But even the Bikini islanders’ attorney is pessimistic about the chances of a hearing before America’s top court.
“Don’t hold out too much hope,” Washington, D.C.-based attorney Jonathan Weisgall said he warned Bikini leaders Wednesday. “The Supreme Court only takes about one percent of the appeals it gets.”
The Bikinians contend that the U.S. Congress cannot take away their U.S. Constitution Fifth Amendment protections for just compensation payments for damage the nuclear testing program did to their islands.
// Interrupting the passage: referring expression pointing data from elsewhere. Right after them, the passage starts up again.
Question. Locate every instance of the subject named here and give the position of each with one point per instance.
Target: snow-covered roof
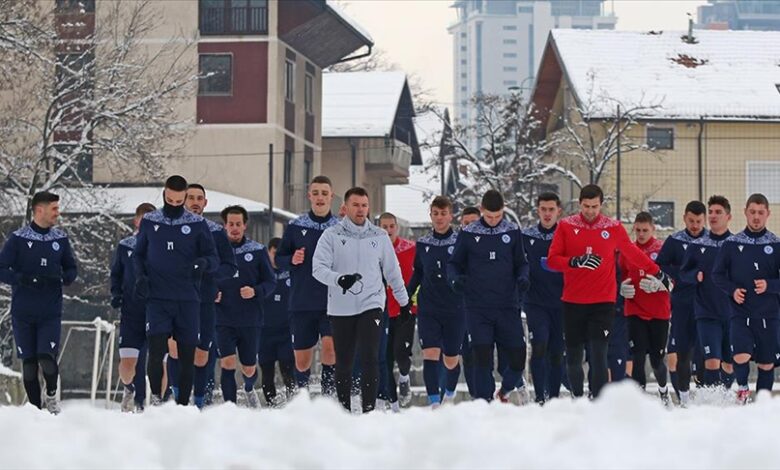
(724, 75)
(410, 201)
(124, 200)
(360, 104)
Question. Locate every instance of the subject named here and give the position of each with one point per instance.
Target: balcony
(227, 20)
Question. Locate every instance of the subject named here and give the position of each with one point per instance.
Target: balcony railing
(226, 20)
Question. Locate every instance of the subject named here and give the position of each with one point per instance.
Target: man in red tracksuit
(647, 314)
(400, 335)
(583, 249)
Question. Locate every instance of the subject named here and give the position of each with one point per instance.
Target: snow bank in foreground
(623, 429)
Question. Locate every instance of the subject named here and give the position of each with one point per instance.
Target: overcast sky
(414, 33)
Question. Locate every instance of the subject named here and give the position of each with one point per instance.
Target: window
(289, 80)
(308, 94)
(762, 177)
(662, 212)
(216, 71)
(660, 138)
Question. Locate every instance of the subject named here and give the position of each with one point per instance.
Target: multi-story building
(498, 44)
(761, 15)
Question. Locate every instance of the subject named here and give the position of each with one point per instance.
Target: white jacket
(347, 248)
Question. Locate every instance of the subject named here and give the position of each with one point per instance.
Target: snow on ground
(625, 428)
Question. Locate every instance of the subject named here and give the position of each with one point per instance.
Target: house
(368, 133)
(707, 112)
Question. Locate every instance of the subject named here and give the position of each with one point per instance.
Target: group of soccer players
(192, 292)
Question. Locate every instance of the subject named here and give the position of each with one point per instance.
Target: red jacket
(604, 236)
(656, 306)
(404, 251)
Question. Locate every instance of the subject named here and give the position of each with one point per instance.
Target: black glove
(348, 280)
(588, 261)
(406, 313)
(142, 288)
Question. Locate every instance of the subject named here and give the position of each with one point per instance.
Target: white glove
(627, 289)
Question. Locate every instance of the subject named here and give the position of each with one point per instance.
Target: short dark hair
(388, 215)
(643, 217)
(720, 201)
(197, 186)
(356, 191)
(590, 191)
(44, 197)
(176, 183)
(492, 200)
(143, 208)
(321, 179)
(757, 198)
(548, 196)
(234, 210)
(441, 202)
(470, 210)
(695, 208)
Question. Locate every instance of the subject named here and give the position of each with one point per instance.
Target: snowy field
(624, 429)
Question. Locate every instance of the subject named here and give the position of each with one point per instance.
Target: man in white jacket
(352, 259)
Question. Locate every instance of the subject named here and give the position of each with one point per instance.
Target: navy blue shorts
(178, 319)
(714, 338)
(503, 327)
(755, 336)
(307, 326)
(545, 325)
(275, 345)
(208, 325)
(36, 336)
(443, 330)
(132, 332)
(243, 339)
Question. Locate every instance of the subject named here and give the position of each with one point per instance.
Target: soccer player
(712, 307)
(488, 266)
(441, 319)
(240, 307)
(683, 336)
(583, 248)
(174, 250)
(353, 259)
(308, 297)
(400, 337)
(647, 313)
(132, 324)
(36, 261)
(747, 269)
(275, 340)
(542, 304)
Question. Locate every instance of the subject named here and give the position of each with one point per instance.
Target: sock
(249, 382)
(228, 382)
(742, 371)
(452, 380)
(766, 378)
(431, 377)
(328, 378)
(302, 378)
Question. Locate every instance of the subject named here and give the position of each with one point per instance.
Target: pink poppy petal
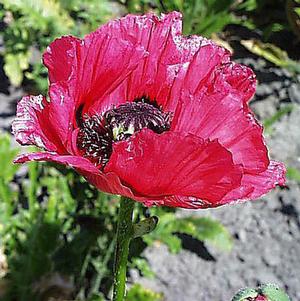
(219, 110)
(254, 186)
(174, 164)
(109, 183)
(93, 66)
(163, 72)
(27, 126)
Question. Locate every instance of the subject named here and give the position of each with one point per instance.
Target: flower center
(98, 132)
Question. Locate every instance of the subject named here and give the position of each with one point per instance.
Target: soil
(266, 232)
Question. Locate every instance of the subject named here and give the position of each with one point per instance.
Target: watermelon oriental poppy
(142, 111)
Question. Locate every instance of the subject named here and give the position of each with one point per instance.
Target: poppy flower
(142, 111)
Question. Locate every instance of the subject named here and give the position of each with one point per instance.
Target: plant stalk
(124, 236)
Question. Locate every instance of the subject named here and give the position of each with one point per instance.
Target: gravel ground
(266, 232)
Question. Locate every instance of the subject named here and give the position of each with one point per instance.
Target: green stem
(124, 235)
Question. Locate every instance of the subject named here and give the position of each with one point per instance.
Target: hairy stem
(124, 235)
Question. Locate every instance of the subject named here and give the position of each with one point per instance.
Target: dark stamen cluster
(98, 133)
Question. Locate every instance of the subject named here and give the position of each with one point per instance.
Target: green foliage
(273, 54)
(269, 122)
(293, 174)
(32, 25)
(54, 225)
(245, 294)
(7, 173)
(271, 292)
(200, 16)
(139, 293)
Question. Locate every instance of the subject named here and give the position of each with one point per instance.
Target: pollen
(98, 133)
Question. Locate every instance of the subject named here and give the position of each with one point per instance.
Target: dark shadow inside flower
(98, 133)
(192, 142)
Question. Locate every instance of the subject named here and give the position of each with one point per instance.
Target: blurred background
(57, 232)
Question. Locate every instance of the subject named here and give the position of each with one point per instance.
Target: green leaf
(139, 293)
(293, 174)
(271, 53)
(268, 123)
(145, 226)
(245, 294)
(143, 266)
(14, 65)
(273, 292)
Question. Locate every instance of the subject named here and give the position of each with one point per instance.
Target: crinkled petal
(28, 126)
(174, 164)
(162, 73)
(109, 182)
(93, 66)
(254, 186)
(219, 110)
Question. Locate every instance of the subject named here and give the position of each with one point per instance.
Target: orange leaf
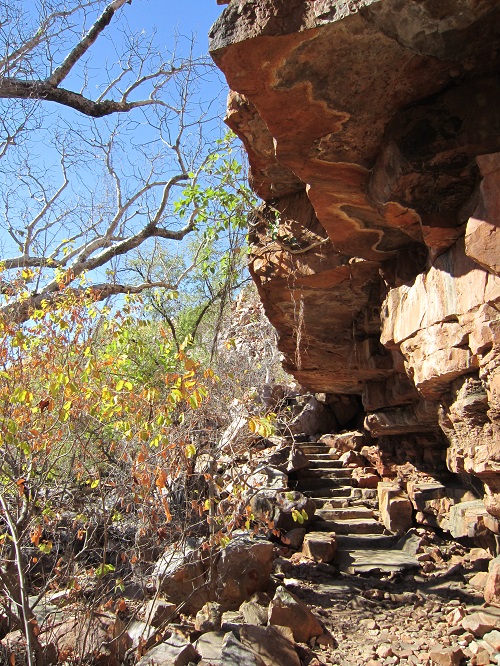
(161, 479)
(36, 534)
(168, 515)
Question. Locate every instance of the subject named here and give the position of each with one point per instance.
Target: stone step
(331, 502)
(313, 484)
(324, 473)
(351, 542)
(375, 560)
(313, 448)
(325, 492)
(352, 526)
(325, 463)
(344, 513)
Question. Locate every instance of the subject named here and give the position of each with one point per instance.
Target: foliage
(78, 411)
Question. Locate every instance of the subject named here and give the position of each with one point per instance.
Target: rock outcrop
(373, 134)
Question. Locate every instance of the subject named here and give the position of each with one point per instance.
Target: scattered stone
(270, 644)
(446, 656)
(209, 646)
(480, 656)
(492, 586)
(159, 611)
(209, 618)
(478, 624)
(395, 507)
(478, 582)
(493, 639)
(167, 653)
(235, 653)
(295, 537)
(287, 610)
(319, 546)
(255, 610)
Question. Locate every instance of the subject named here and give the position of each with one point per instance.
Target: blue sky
(168, 16)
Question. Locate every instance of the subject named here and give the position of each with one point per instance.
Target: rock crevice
(373, 134)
But the U.S. Justice Department said in earlier court hearings that the U.S. Congress provided a “full and final” settlement through a $150 million compensation fund in a Compact of Free Association approved by the U.S. and Marshall Islands governments in 1986.
The U.S. government tested 23 nuclear weapons on Bikini, including “Bravo” in 1954, the largest hydrogen bomb ever detonated by the U.S. Bikini was the site of America’s first post-World War II nuclear tests and the atoll is still uninhabited because of radiation contamination.
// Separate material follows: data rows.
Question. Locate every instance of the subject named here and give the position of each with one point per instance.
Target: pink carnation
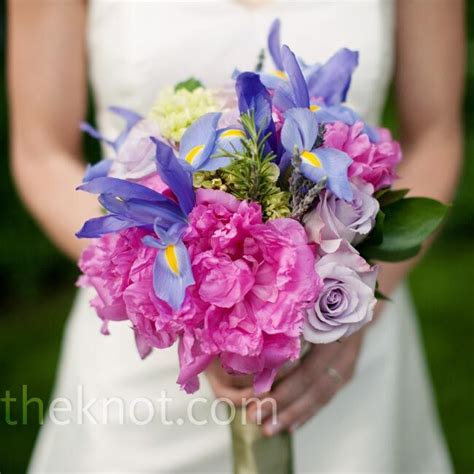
(255, 279)
(107, 265)
(375, 163)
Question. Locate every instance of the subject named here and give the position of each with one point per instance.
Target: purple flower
(347, 301)
(334, 220)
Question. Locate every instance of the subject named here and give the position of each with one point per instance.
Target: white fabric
(382, 421)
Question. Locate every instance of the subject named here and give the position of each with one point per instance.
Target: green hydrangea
(176, 110)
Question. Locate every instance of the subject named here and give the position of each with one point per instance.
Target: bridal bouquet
(241, 221)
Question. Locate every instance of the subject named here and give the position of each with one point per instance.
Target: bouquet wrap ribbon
(255, 453)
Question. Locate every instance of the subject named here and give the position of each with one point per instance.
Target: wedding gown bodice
(383, 420)
(140, 47)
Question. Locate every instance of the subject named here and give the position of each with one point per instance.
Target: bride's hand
(301, 393)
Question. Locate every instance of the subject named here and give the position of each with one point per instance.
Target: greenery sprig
(252, 174)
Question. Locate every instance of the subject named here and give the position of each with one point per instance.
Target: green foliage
(405, 225)
(252, 174)
(189, 84)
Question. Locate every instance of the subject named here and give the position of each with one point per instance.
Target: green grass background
(37, 287)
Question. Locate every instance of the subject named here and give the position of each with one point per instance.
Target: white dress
(383, 420)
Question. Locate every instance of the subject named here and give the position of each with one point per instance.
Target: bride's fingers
(305, 407)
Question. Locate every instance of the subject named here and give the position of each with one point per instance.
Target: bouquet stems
(255, 453)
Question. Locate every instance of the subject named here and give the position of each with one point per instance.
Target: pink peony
(255, 279)
(107, 265)
(375, 163)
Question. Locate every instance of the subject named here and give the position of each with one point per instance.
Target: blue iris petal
(300, 130)
(99, 226)
(294, 92)
(274, 44)
(335, 164)
(179, 180)
(172, 274)
(199, 139)
(332, 80)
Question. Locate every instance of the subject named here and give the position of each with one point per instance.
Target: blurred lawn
(36, 291)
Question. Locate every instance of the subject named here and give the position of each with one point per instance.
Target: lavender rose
(334, 220)
(347, 300)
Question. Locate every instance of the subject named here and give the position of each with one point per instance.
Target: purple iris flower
(201, 143)
(329, 81)
(172, 272)
(298, 135)
(294, 93)
(133, 205)
(332, 80)
(129, 205)
(102, 168)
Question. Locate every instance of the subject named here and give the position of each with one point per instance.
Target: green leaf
(407, 224)
(390, 196)
(189, 84)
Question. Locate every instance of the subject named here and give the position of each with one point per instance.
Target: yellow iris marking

The Bikinians filed suit in the U.S. Federal Court of Claims in 2006 after a Nuclear Claims Tribunal established with U.S. funding issued a $563 million damage award in their favor but did not have the money to pay it.
The Bikini lawsuit filed in 2006 was first dismissed by the Court of Claims and the lower court’s ruling was upheld by the U.S. Court of Appeals for the Federal Circuit earlier this year.
“Between 1946 and 1958, the United States’ nuclear testing program irradiated and partially vaporized the Bikini Atoll while the atoll was under U.S. trusteeship and its people were U.S. dependents,” the Bikinians’ appeal to the Supreme Court said.
In 1986, Congress created a Nuclear Claims Tribunal to adjudicate the Bikinians’ claims against the U.S. for the taking of their land, and withdrew jurisdiction of U.S. courts to judge those claims.
More than 20 years after using the Nuclear Claims Tribunal process, the Bikinians received only $2,279,179.40 — less than one percent of the $563 million awarded by the Tribunal as the Majuro-based agency has exhausted all U.S.-provided compensation funds.